In particular, the evidence showed appellant’s propensity to assault children who were living in his house and related to him. See Trotti v. State, No. 14-21- 00536-CR, 2023 WL 5208815, at *7 (Tex. App.—Houston [14th Dist.] Aug. 15, 2023, pet. ref’d) (similar instances of sexual contact and similar circumstances, such as both victims being children of the defendant’s domestic partner). The evidence concerning M.E. showed appellant’s history of taking a young girl from Mexico to the United States, similar to J.C. And the evidence concerning T.L. helped provide context for how the allegation concerning J.C. came to light after decades of silence within the family.
Appellant presented multiple witnesses who indirectly attacked J.C.’s credibility by opining that appellant was innocent. See id. (admissible extraneous offense in a “he said, she said” case when the defendant denied his guilt).
Moreover, the incidents involving M.E. were not too remote compared to the offense against J.C., and the incidents involving T.L. were very recent.
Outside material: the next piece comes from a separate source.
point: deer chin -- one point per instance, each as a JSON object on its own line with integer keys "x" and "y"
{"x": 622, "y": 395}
See id. (“Courts have concluded that acts of child molestation occurring twenty-nine or thirty years in the past may be admissible in the face of a Rule 403 objection.”).
These factors favor admission.
B. Time and Unfair Prejudice Appellant notes that more than half of the witnesses called at trial addressed, in whole or in part, the extraneous offenses. As the most recent event that precipitated the State’s investigation of appellant, most of the extraneous offense evidence concerned T.L. Much less of it addressed M.E. Although the third balancing factor, thus, could favor exclusion of the T.L. evidence, this factor favors admission of the M.E. evidence. See id. (admissible when the extraneous offense victim’s testimony comprised fifteen percent of the trial testimony).
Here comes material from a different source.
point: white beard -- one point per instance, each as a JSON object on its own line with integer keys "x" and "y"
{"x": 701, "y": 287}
Of course the evidence of both extraneous offenses was prejudicial, but it was not necessarily more prejudicial than the offense against J.C. See West v. State, 554 S.W.3d 234, 240–41 (Tex. App.—Houston [14th Dist.] 2018, no pet.) (reasoning that although remote sexual misconduct against multiple children was inflammatory and had a tendency to suggest a decision on an improper basis, the sexual misconduct was “no more serious than the allegations forming the basis for
the indictments against appellant in today’s case”). While appellant assaulted T.L. and M.E. more frequently than J.C., the offense against J.C. involved his penetrating J.C.’s sexual organ with his sexual organ, impregnating her, and forcing her to undergo an abortion.
Finally, the extraneous offense evidence was not unfairly prejudicial.
Article 38.37 authorized the admission of these extraneous offenses for the explicit purpose of showing appellant’s actions in conformity with his character, i.e., propensity. See Harris, 475 S.W.3d at 402. While ordinarily Rule 403 would authorize the exclusion of evidence to prevent a propensity inference, in this case the propensity inference is authorized by Article 38.37. See id; Alvarez, 491 S.W.3d at 371.
The fourth balancing factor favors admission.
C. No Error Balancing the Rule 403 factors, most of which favor admission, we conclude that the trial court did not abuse its discretion by overruling appellant’s objection.
IV. CONCLUSION Appellant’s sole issue is overruled. The trial court’s judgment is affirmed.
/s/ Ken Wise Justice Panel consists of Chief Justice Christopher and Justices Wise and Jewell.